Welche Perspektiven eröffnet es Ihrer Meinung nach?

Es gibt mir zunächst die Möglichkeit einer langfristigen Zusammenarbeit mit meiner Kollegin Irmela Krüger-Fürhoff von der Freien Universität Berlin. Wir beide arbeiten an ähnlichen Themen, allerdings mit einem germanistischen bzw. anglistischen Schwerpunkt, und können insofern viel voneinander lernen. Die Postdoktorandin Nina Schmidt sowie die Doktorandin und Künstlerin Stef Lenk vervollständigen das Team, sodass sich eine fruchtbare Ergänzung von unterschiedlichen Schwerpunkten und Perspektiven ergibt, die neue Erkenntnisse ermöglicht. Das Berliner Kulturleben bietet außerdem Kontakte zu Künstlern und Intellektuellen, die wir in unsere Arbeit einbeziehen können. Auf den Konferenzen und Seminaren, die wir bisher veranstaltet haben, sind wir mit Doktorandinnen und Doktoranden und Wissenschaftlerinnen und Wissenschaftlern aus Deutschland, verschiedenen europäischen Ländern und Nordamerika ins Gespräch gekommen, woraus sich bereits vielversprechende Kontakte ergeben haben. Durch unsere Ausstellung von Comics im Berliner Medizinhistorischen Museum der Charité im Oktober 2017 und eine internationale Konferenz im Herbst wird die Zahl möglicher Kooperationen exponentiell wachsen, da- von gehe ich schon jetzt fest aus.

 

Welche Rolle spielt Berlin als Wissenschaftsstandort?

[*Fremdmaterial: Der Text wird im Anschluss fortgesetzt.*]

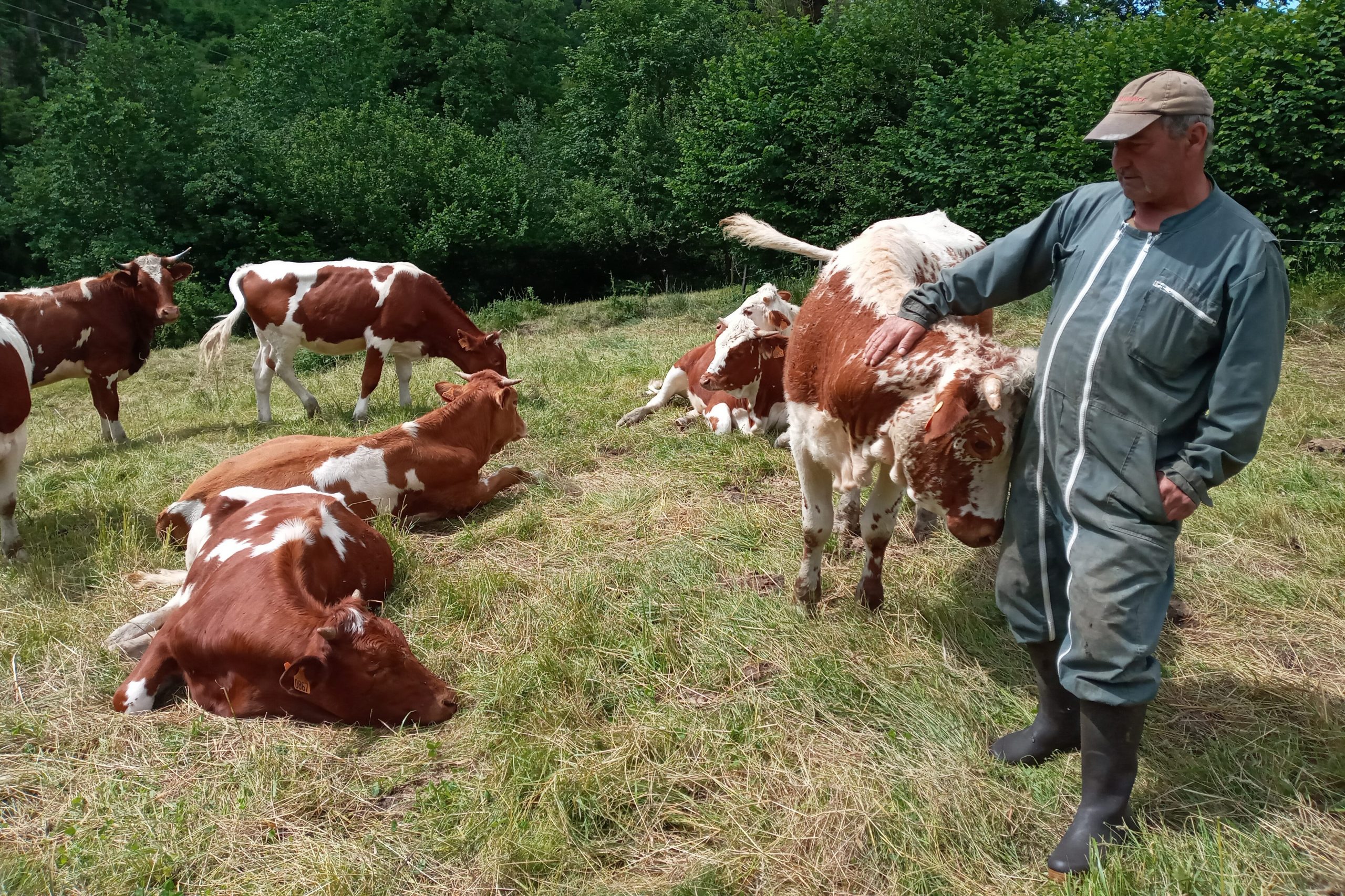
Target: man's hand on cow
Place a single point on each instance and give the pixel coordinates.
(894, 332)
(1177, 505)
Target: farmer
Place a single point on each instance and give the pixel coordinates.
(1158, 362)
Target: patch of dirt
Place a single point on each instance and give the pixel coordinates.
(760, 583)
(1334, 447)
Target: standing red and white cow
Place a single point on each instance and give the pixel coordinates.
(15, 404)
(736, 380)
(99, 327)
(271, 619)
(938, 423)
(421, 470)
(387, 310)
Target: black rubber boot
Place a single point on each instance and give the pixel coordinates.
(1056, 727)
(1110, 756)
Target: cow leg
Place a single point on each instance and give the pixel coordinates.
(880, 518)
(369, 381)
(109, 408)
(155, 669)
(926, 525)
(676, 384)
(11, 454)
(815, 485)
(404, 380)
(263, 376)
(283, 356)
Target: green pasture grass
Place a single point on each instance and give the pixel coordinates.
(645, 710)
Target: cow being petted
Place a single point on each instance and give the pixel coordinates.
(937, 423)
(387, 310)
(99, 327)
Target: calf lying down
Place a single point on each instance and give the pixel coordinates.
(736, 381)
(271, 619)
(427, 468)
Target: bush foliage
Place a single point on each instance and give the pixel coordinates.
(513, 144)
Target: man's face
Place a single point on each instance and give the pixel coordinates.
(1153, 166)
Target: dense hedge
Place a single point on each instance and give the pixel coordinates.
(513, 144)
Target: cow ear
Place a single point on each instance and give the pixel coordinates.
(950, 408)
(302, 676)
(448, 391)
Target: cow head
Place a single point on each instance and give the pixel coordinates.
(955, 443)
(477, 351)
(151, 280)
(740, 350)
(359, 668)
(494, 397)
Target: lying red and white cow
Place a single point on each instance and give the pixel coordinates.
(938, 423)
(99, 327)
(736, 380)
(15, 404)
(421, 470)
(271, 619)
(387, 310)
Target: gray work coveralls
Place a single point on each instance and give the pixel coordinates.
(1161, 353)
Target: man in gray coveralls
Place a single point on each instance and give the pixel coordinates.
(1157, 367)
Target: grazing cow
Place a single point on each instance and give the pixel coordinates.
(738, 380)
(15, 404)
(421, 470)
(271, 621)
(939, 422)
(99, 327)
(340, 307)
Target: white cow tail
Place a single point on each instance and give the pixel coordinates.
(212, 349)
(758, 233)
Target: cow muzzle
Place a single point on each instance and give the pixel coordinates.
(976, 532)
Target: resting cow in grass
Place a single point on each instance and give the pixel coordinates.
(421, 470)
(736, 381)
(15, 404)
(340, 307)
(99, 327)
(271, 619)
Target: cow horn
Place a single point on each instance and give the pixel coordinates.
(993, 388)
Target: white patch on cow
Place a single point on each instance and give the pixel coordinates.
(333, 532)
(65, 370)
(226, 549)
(294, 529)
(138, 699)
(892, 257)
(152, 265)
(366, 471)
(354, 622)
(10, 336)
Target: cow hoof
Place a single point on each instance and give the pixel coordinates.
(870, 593)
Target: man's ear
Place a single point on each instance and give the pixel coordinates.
(302, 676)
(951, 407)
(450, 391)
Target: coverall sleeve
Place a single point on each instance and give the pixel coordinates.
(1245, 380)
(1015, 267)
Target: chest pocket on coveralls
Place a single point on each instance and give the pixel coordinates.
(1173, 327)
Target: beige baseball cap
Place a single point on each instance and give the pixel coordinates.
(1146, 100)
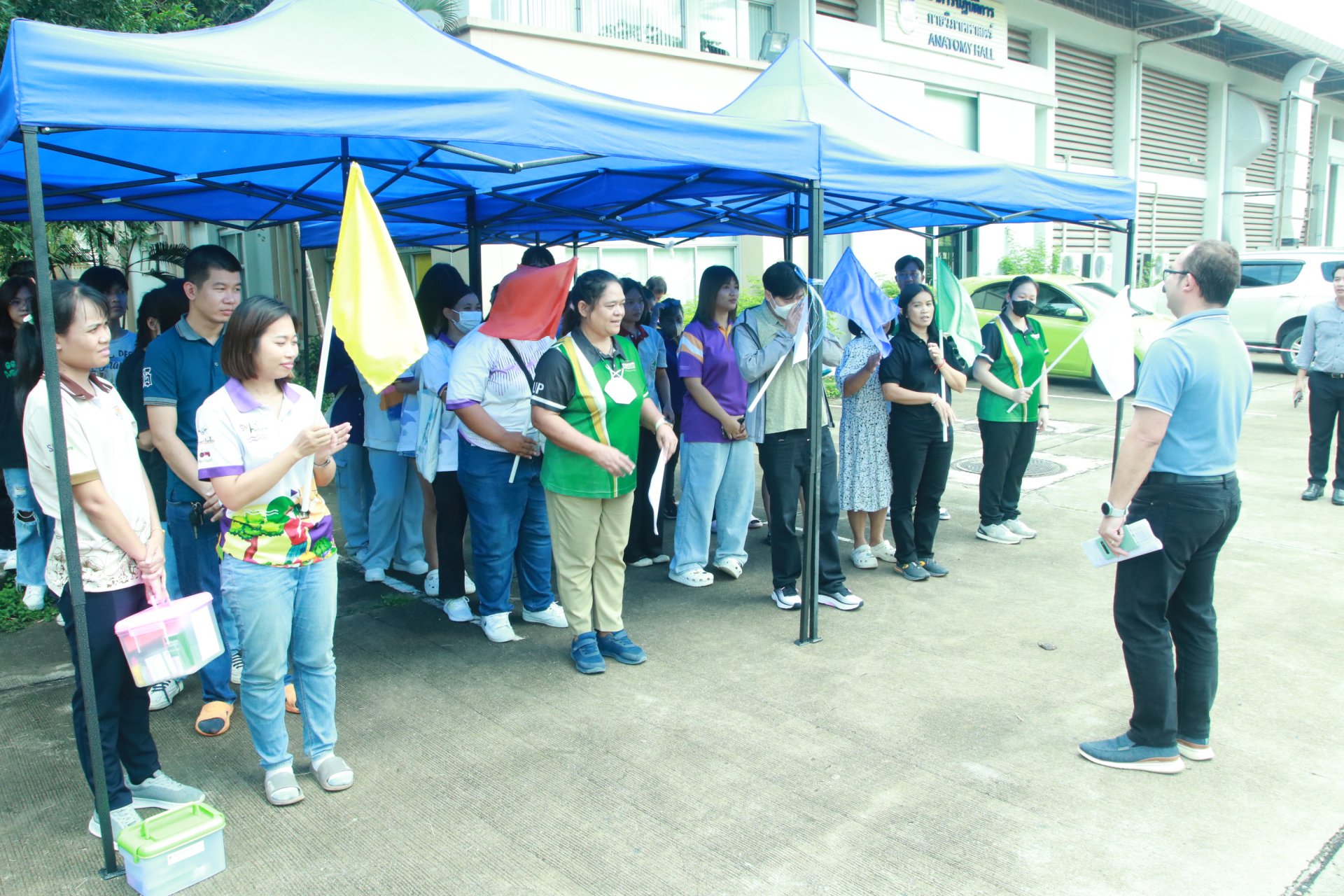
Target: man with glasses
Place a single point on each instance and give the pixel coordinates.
(1177, 470)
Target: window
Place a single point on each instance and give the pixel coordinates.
(1269, 273)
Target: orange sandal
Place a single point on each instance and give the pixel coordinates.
(211, 713)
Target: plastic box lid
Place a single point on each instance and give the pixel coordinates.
(169, 830)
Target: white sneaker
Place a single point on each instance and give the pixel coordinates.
(458, 609)
(862, 558)
(885, 552)
(997, 533)
(552, 615)
(35, 597)
(498, 628)
(1019, 528)
(162, 695)
(120, 818)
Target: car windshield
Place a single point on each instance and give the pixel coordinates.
(1101, 298)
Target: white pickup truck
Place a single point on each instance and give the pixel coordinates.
(1277, 289)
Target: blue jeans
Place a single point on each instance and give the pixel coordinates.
(508, 527)
(355, 491)
(198, 571)
(718, 481)
(397, 514)
(33, 528)
(286, 614)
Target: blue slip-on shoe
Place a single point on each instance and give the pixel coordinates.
(1123, 752)
(620, 648)
(587, 659)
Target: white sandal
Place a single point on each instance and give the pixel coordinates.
(692, 578)
(730, 567)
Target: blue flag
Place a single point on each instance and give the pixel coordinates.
(853, 293)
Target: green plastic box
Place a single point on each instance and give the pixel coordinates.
(174, 849)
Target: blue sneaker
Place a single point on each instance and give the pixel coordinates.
(587, 659)
(1123, 752)
(619, 647)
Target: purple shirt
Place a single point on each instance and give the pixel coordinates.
(706, 352)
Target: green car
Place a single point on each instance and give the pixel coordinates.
(1065, 305)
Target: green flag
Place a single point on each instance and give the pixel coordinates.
(956, 315)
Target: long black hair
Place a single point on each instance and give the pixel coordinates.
(8, 292)
(711, 281)
(66, 296)
(588, 288)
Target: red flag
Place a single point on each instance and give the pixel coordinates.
(530, 302)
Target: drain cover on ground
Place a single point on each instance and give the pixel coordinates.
(1037, 466)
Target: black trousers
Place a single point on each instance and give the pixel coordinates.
(1007, 451)
(1326, 409)
(1166, 599)
(449, 532)
(644, 542)
(785, 460)
(122, 707)
(920, 465)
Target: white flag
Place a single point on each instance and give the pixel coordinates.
(1110, 340)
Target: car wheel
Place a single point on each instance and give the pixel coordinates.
(1288, 346)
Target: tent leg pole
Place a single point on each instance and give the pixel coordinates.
(61, 460)
(1129, 282)
(473, 248)
(816, 431)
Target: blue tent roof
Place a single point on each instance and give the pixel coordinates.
(253, 122)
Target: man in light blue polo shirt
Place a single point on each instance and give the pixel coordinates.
(182, 370)
(1177, 470)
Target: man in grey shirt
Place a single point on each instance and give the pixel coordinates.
(1320, 362)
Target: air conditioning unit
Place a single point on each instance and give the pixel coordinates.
(1072, 264)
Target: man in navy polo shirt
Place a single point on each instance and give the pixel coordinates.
(1177, 470)
(182, 370)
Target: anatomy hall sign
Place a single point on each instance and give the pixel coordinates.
(974, 30)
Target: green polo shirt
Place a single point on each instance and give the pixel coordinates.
(1016, 363)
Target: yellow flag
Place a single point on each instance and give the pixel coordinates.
(371, 302)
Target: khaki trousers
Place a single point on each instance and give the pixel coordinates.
(588, 542)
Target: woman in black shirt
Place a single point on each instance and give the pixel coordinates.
(918, 378)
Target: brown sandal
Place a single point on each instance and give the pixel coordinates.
(214, 711)
(290, 699)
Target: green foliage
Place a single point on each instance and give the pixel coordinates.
(1028, 260)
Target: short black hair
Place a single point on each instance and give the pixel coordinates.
(783, 279)
(202, 260)
(1217, 267)
(105, 280)
(248, 324)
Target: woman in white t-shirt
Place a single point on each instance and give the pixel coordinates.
(121, 545)
(264, 447)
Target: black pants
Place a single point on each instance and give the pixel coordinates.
(1006, 450)
(644, 542)
(1166, 599)
(1326, 409)
(785, 460)
(448, 533)
(122, 707)
(920, 465)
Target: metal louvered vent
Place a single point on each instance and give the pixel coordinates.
(1085, 120)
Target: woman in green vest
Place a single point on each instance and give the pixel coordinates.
(1014, 406)
(589, 402)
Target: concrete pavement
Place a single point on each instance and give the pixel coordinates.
(926, 746)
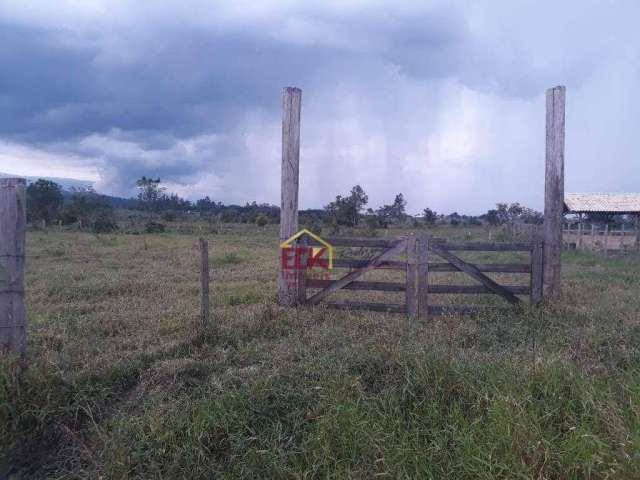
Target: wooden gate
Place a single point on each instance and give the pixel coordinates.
(412, 255)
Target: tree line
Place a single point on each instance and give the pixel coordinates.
(47, 202)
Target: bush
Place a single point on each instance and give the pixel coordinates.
(261, 220)
(104, 224)
(169, 216)
(154, 227)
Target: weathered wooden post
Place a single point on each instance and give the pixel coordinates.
(536, 273)
(579, 243)
(204, 282)
(13, 219)
(291, 103)
(553, 191)
(423, 278)
(411, 296)
(301, 277)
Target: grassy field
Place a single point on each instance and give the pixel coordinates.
(122, 385)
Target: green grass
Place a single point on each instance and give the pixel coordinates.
(121, 383)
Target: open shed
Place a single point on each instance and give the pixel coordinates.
(604, 203)
(610, 203)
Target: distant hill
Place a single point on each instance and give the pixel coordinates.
(66, 183)
(69, 184)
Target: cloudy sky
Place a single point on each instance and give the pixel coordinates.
(440, 100)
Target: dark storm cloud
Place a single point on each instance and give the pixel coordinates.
(397, 97)
(184, 81)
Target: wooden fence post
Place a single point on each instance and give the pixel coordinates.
(204, 282)
(412, 277)
(13, 219)
(579, 243)
(553, 191)
(423, 278)
(536, 273)
(291, 103)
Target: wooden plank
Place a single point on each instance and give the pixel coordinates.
(411, 291)
(476, 289)
(466, 309)
(204, 282)
(484, 267)
(291, 106)
(351, 263)
(536, 273)
(359, 242)
(13, 219)
(352, 276)
(374, 307)
(423, 278)
(377, 286)
(486, 246)
(553, 191)
(475, 273)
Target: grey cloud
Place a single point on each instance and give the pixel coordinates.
(398, 99)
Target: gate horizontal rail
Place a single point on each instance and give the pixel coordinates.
(417, 267)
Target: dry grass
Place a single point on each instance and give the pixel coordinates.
(122, 385)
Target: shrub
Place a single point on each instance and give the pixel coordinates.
(154, 227)
(104, 224)
(169, 216)
(261, 220)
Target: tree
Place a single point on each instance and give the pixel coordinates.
(513, 213)
(92, 210)
(429, 216)
(394, 212)
(44, 199)
(150, 192)
(346, 210)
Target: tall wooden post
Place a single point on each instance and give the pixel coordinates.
(423, 278)
(536, 273)
(13, 218)
(291, 103)
(204, 282)
(579, 242)
(553, 191)
(411, 292)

Berlin mit seinem vielfältigen kulturellen Angebot, den zahlreichen Veranstaltungen und Ausstellungen und einer interessierten Öffentlichkeit bietet wirklich exzellente Bedingungen für Wissenschaft und Forschung. Auch die renommierten Wissenschaftsförderungs- und Exzellenzprogramme tragen dazu bei, dass es hier hervorragende Voraussetzungen für einen Brückenschlag zwischen Kunst und Wissenschaft gibt.